A Method to the Madness

Like many of you, I really get into watching college basketball this time of year. Unlike most of you, I really get into understanding coaching principles and tactics. This year, I have read all I could find on Tony Bennett’s (head coach at the University of Virginia) coaching style and defensive philosophy. After reading all I could find on the internet yesterday, I watched them play and looked for examples of what I read in both his coaching style and scheme. Now I know that seems odd to most of you, but I really like finding different approaches, and if you have watched Virginia play basketball, you will see it’s different.

You see, Bennett isn’t your typical college basketball coach and his defensive philosophy isn’t typical in college basketball. They play at a very deliberate pace, generally have low scoring games, and really focus on defense first. He expects his players to do three things well on defense: 1) don’t allow a fast break 2) don’t allow dribble penetration 3) don’t allow an offensive rebound on a missed shot. They run something he calls a “Packline” defense to accomplish this goal. In summary, it’s a defense based on helping one another achieve a total team defensive approach to the above three key objectives. Thy put pressure on the ball, but off-ball defenders sag back and look to help.
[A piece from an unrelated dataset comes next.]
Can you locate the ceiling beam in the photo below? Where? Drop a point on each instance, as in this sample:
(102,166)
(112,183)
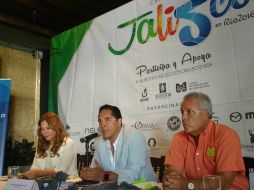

They force you to make outside, contested shots.

Now that’s enough of that for now. I could go in to much more detail, but that’s not the essence of this message. The more I read about Bennett’s communication effort in his coaching style and defensive philosophy, the more I saw the correlation to leadership in general. His expectations are made clear in the recruitment of his players, at each practice, and during each game. It is evident that his expectations are clear when you watch them play.

For any leader, keep in mind that you will generally not get more from your team than you expect. If you want an orderly, clean work environment, you have to set that expectation. If you want a safety first focus, you have to clearly communicate that expectation. If you want certain production results, you have to ensure everyone understands those expectations. Now, setting expectations doesn’t guarantee results, but not setting expectations will normally guarantee you won’t get them. That almost sounds profound!

Here’s some key thoughts on setting expectations:
1. You decide first what your team needs to do to be successful. If you don’t clearly know, you can’t communicate expectations to your team. (simple, narrow focused)
2. Clearly communicate those expectations to your team. Be sure they know why those expectations matter. Why should they care?
3. Be consistent. Don’t change expectations on your team. Don’t confuse things. Decide and stay the course!
4. Remember you generally won’t get more than you expect, so expect what you need to be successful.
5. Inspect what you expect. By this I mean make sure you are involved and getting what you value. Look, observe, audit, ask, and make sure you draw importance and attention to that which you expect.

I don’t know how far UVA will go in the tournament this year, but I do know that they will win or lose doing what their coach expects. Is your team aware of your expectations and doing their best to execute every day? Even more importantly, are you clear on your expectations?